For the first few minutes she didn’t really instill a lot of confidence in me. Mainly because I had specifically stated that I needed help with a Mac instead of a PC and she kept referring to my “Sa-Fairy” internet browser. (It’s Safari for you PC users out there. Safari. Just like in Africa or the drive-through zoo in New Braunfels, TX)
And then she kept asking me to type things into my “Sa-Fairy” browser even though I kept trying to explain that I had NO INTERNET CONNECTION. I was close to telling her that they needed to send some sort of computer wizard out to my house, when she asked, “When you look at your internet connection does it show that you’re connected to 2WIRE665?”
I replied, “No. It says Netgear.”
“What’s Netgear?”
“Well, it’s the name of our router.”
“Why do you have a router?”
“I DON’T KNOW. WHY DO I HAVE A ROUTER? AM I NOT SUPPOSED TO NOT HAVE A ROUTER?”
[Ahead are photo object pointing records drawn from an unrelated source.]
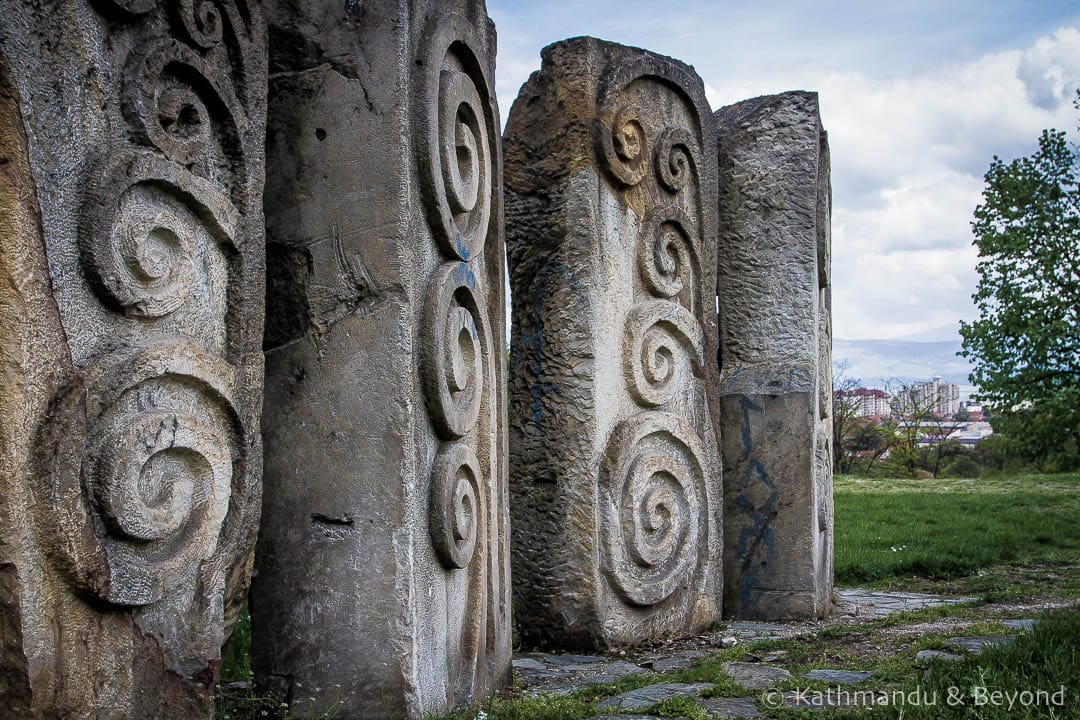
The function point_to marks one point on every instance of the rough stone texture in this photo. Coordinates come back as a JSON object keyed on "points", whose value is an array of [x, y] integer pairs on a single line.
{"points": [[382, 580], [730, 707], [644, 697], [839, 677], [131, 322], [753, 676], [616, 487], [775, 345]]}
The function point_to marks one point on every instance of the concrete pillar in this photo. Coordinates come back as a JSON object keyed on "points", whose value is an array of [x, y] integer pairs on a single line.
{"points": [[131, 322], [775, 348], [382, 585], [615, 467]]}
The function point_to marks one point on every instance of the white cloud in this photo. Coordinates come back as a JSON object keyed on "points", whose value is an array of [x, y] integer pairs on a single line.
{"points": [[915, 111]]}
She calmly said, “No, you don’t need a router since you have a Mac. You probably needed one with your old laptop and your desktop, but you’ve been trying to connect to the internet the wrong way.”
FOR THREE YEARS.
So I unplugged the router, connected immediately to 2WIRE665 with the password found on the bottom of my modem, and have had nary an internet problem since.
Which works out since this whole internet thing appears to have some staying power.
And also since I have a blog.
And also because P hasn’t missed a chance to let me know that I could have solved this problem with one simple phone call THREE YEARS AGO.